AArch64 GCC will generate:
store_laned:
         umov    x1, v0.d[0]
         st1     {v0.d}[1], [x0]
         str     x1, [x0, 24]
         ret

It moves the zero lane into a core register and does a scalar store when instead it could have used a scalar FP store
that supports the required addressing mode:
store_laned:
         st1     {v0.d}[1], [x0]
         str     d0, [x0, 24]
         ret

Combine already tries to match this pattern:

Trying 10 -> 11:
Failed to match this instruction:
(set (mem:DI (plus:DI (reg/v/f:DI 76 [ y ])
             (const_int 24 [0x18])) [1 MEM[(long long int *)y_4(D) + 24B]+0 S8 A64])
     (vec_select:DI (reg/v:V2DI 75 [ x ])
         (parallel [
                 (const_int 0 [0])
             ])))

but we don't match it in the backend. It's not hard to add it, so this patch does that for all the relevant vector modes.
With this patch we generate the second sequence above and in SPEC2006 eliminate some address computation instructions
because we use the more expressive STR instead of ST1 or we eliminate such moves to the integer registers because we
can just do the store of the D-reg.

Bootstrapped and tested on aarch64-none-linux-gnu.

Ok for trunk?

Thanks,
Kyrill

2017-04-21  Kyrylo Tkachov  <kyrylo.tkachov@arm.com>

	* config/aarch64/aarch64-simd.md (aarch64_store_lane0<mode>):
	New pattern.

2017-04-21  Kyrylo Tkachov  <kyrylo.tkachov@arm.com>

	* gcc.target/aarch64/store_lane0_str_1.c: New test.

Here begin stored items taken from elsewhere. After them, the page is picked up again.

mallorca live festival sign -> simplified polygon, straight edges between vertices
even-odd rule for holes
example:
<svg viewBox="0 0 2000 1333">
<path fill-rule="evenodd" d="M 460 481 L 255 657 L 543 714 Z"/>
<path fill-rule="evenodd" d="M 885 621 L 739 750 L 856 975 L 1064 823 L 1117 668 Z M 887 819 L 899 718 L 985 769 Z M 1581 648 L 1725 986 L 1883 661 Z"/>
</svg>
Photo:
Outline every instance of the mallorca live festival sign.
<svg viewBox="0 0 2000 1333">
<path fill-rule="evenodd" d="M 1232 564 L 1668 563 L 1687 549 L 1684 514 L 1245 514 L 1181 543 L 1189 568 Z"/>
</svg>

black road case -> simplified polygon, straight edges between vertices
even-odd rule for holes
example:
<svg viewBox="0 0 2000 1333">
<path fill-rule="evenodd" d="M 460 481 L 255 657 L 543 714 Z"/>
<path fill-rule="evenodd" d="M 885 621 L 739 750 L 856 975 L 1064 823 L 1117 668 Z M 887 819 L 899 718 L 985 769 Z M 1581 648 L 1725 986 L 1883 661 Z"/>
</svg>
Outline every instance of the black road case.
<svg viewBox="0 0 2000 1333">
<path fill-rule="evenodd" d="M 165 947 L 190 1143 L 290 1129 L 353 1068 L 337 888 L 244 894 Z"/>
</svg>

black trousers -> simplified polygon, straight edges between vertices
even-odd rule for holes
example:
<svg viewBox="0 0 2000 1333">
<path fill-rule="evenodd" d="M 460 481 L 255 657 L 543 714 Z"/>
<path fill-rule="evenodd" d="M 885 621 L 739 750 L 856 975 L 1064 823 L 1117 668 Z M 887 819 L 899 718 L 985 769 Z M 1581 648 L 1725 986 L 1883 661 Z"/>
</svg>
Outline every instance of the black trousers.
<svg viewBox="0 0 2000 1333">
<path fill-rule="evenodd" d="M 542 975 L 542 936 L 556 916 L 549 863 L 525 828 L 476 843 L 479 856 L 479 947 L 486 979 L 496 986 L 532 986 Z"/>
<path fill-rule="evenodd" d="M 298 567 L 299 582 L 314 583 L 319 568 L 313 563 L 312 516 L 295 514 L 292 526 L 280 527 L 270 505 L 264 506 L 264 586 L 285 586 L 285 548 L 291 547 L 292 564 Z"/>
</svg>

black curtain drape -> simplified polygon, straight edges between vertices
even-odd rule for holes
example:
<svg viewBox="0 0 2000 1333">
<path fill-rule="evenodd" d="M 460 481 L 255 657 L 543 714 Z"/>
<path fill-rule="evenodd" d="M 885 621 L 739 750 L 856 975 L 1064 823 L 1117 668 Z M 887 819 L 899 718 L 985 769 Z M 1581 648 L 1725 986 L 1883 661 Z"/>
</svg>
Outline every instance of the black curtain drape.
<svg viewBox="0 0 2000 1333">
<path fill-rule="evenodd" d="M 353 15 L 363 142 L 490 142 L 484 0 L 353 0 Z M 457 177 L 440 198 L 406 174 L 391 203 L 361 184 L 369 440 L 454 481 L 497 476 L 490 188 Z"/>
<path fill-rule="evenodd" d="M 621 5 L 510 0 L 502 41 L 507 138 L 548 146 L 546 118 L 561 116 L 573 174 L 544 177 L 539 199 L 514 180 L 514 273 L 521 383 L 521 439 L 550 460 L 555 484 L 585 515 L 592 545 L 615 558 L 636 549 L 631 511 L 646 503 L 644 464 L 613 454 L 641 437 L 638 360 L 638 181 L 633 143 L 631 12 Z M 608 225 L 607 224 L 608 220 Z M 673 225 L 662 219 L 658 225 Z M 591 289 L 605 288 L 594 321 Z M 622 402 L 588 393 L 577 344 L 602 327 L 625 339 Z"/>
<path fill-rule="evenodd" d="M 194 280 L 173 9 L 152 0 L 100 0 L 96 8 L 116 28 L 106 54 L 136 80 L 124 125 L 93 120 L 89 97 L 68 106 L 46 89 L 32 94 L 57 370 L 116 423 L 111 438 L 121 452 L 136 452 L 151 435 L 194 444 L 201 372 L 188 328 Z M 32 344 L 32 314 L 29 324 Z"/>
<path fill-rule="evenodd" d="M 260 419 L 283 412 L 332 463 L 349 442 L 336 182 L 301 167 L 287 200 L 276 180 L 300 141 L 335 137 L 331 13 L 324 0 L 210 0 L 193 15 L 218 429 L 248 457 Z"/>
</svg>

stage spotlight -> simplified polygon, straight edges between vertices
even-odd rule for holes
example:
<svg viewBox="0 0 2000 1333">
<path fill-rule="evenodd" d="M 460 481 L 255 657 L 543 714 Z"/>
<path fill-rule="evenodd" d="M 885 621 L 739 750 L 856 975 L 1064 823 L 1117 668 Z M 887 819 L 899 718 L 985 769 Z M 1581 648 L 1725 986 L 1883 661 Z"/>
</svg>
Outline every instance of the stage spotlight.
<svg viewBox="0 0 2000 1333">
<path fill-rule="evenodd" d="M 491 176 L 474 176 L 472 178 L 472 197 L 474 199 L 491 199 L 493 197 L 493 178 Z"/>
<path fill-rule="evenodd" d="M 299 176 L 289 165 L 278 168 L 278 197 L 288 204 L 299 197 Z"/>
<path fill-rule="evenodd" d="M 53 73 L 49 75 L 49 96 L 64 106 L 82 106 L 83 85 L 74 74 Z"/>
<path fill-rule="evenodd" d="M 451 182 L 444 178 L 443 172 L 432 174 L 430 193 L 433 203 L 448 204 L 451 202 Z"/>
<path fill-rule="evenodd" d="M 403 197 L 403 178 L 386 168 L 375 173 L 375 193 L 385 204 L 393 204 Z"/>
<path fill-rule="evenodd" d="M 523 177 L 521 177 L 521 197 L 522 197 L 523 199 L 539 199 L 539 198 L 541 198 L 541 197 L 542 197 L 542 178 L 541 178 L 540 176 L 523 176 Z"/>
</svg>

diff --git a/gcc/config/aarch64/aarch64-simd.md b/gcc/config/aarch64/aarch64-simd.md
index f36665e27bb66e0f1fb42443ce7b506bd2bf6914..bf13f0753a856a13ae92ceeb44291df3dc379a13 100644
--- a/gcc/config/aarch64/aarch64-simd.md
+++ b/gcc/config/aarch64/aarch64-simd.md
@@ -153,6 +153,19 @@ (define_insn "*aarch64_simd_mov<mode>"
    (set_attr "length" "4,4,4,8,8,8,4")]
 )
 
+;; When storing lane zero we can use the normal STR and its more permissive
+;; addressing modes.
+
+(define_insn "aarch64_store_lane0<mode>"
+  [(set (match_operand:<VEL> 0 "memory_operand" "=m")
+	(vec_select:<VEL> (match_operand:VALL_F16 1 "register_operand" "w")
+			(parallel [(match_operand 2 "const_int_operand" "n")])))]
+  "TARGET_SIMD
+   && ENDIAN_LANE_N (<MODE>mode, INTVAL (operands[2])) == 0"
+  "str\\t%<Vetype>1, %0"
+  [(set_attr "type" "neon_store1_1reg<q>")]
+)
+
 (define_insn "load_pair<mode>"
   [(set (match_operand:VD 0 "register_operand" "=w")
 	(match_operand:VD 1 "aarch64_mem_pair_operand" "Ump"))
diff --git a/gcc/testsuite/gcc.target/aarch64/store_lane0_str_1.c b/gcc/testsuite/gcc.target/aarch64/store_lane0_str_1.c
new file mode 100644
index 0000000000000000000000000000000000000000..4464fec2c1f24c212be4fc6c94b509843fd0058e
--- /dev/null
+++ b/gcc/testsuite/gcc.target/aarch64/store_lane0_str_1.c
@@ -0,0 +1,54 @@
+/* { dg-do compile } */
+/* { dg-options "-O2" } */
+
+typedef int v2si __attribute__ ((vector_size (8)));
+typedef float v2sf __attribute__ ((vector_size (8)));
+typedef short v4hi __attribute__ ((vector_size (8)));
+typedef __fp16 v4hf __attribute__ ((vector_size (8)));
+typedef char v8qi __attribute__ ((vector_size (8)));
+
+typedef int v4si __attribute__ ((vector_size (16)));
+typedef float v4sf __attribute__ ((vector_size (16)));
+typedef short v8hi __attribute__ ((vector_size (16)));
+typedef __fp16 v8hf __attribute__ ((vector_size (16)));
+typedef char v16qi __attribute__ ((vector_size (16)));
+typedef long long v2di __attribute__ ((vector_size (16)));
+typedef double v2df __attribute__ ((vector_size (16)));
+
+#if __BYTE_ORDER__ == __ORDER_BIG_ENDIAN__
+#define LANE(N) (N - 1)
+#else
+#define LANE(N) 0
+#endif
+
+#define FUNC(T, E, N)			\
+void					\
+store_lane_##T (T x, E *y)		\
+{					\
+  y[0] = x[N - 1 - LANE (N)];		\
+  y[3] = x[LANE (N)];			\
+}
+
+FUNC (v2si, int, 2)
+FUNC (v2sf, float, 2)
+FUNC (v4hi, short, 4)
+FUNC (v4hf, __fp16, 4)
+FUNC (v8qi, char, 8)
+
+FUNC (v4si, int, 4)
+FUNC (v4sf, float, 4)
+FUNC (v8hi, short, 8)
+FUNC (v8hf, __fp16, 8)
+FUNC (v16qi, char, 16)
+FUNC (v2di, long long, 2)
+FUNC (v2df, double, 2)
+
+/* When storing lane zero of a vector we can use the scalar STR instruction
+   that supports more addressing modes.  */
+
+/* { dg-final { scan-assembler-times "str\ts\[0-9\]+" 4 } } */
+/* { dg-final { scan-assembler-times "str\tb\[0-9\]+" 2 } } */
+/* { dg-final { scan-assembler-times "str\th\[0-9\]+" 4 } } */
+/* { dg-final { scan-assembler-times "str\td\[0-9\]+" 2 } } */
+/* { dg-final { scan-assembler-not "umov" } } */
+/* { dg-final { scan-assembler-not "dup" } } */